Since I had two balls of Manx Loaghtan and Shetland already at home, I decided to start with these. I had brought them home with me from visiting beautiful Fibre East last year together with this cute little project bag.
The wool comes from The Nude Ewe, a company that spins wool from sheep in british nature conservation projects. The sale proceeds go back to the flock owners and that’s another great thing, given the difficulties many farmers have to gain reasonable prices for their fleece, as Rachel Atkinson has recently pointed out in a very intersting blog post. I also ordered their Norfolk Horn, Hebredian and North Ronaldsay wool, they’ll be subject of the next post.
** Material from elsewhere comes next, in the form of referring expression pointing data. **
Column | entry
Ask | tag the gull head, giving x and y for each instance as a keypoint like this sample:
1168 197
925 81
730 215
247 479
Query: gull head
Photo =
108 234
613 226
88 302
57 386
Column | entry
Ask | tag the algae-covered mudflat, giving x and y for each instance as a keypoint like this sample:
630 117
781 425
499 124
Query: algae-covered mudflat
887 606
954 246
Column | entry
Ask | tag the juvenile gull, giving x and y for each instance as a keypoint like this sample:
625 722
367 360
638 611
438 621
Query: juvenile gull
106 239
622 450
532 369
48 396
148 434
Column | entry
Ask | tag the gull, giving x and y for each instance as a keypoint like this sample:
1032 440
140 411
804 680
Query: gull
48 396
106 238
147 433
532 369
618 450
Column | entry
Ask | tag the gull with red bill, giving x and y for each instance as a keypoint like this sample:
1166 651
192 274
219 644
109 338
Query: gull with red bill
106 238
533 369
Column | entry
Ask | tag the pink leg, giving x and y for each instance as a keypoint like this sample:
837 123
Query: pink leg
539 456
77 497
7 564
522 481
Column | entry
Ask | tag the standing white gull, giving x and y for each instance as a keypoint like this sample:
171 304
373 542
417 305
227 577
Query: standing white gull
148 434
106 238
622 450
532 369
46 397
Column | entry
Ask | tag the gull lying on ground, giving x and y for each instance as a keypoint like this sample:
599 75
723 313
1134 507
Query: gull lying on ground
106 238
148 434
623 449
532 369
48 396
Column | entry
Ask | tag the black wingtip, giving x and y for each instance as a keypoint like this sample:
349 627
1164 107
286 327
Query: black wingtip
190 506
So, the first yarn I tried was the Manx.
The Manx Loaghtan originate from the Isle of Man, though “my” sheep live in the chalk grassland in Bedfordshire. The breed has reddish-brown fleece and both sexes have up to 6 horns! The yarn is very lofty and bouncy, and I could rather easily break it with my fingers. In the ball it felt a bit prickly at my neck, so I was associating rather slippers or outerwear. Knitting with it was quite a pleasure! I had feared that the wool would be hard on my left hand (I’m a continental knitter), but not at all – the wool is slightly lanoliny (if that’s a word…), so my fingers got rather smoother during the knitting🙂 The finished swatch was already quite nice, but this one really gained a lot from bathing! There was some kemp hair sticking out from the swatch, but that settled nicely after the bath. I wore the swatch half a day at my hip and half a day tucked into my bra, and it seems to have gotten even softer with wear. The 2 times washed-and-worn swatch is lofty, very cozy and warm and has considerable drape. I could imagine this yarn knit up as a beautiful generous shawl, mittens, outerwear (though it might be not too wind-resistant, given its airiness). It would definitively be soft enough for a sweater, though I personally am no fan of 4,5mm-needle-sweaters. But I imagine it would be gorgeous for a kids’ coat or jacket.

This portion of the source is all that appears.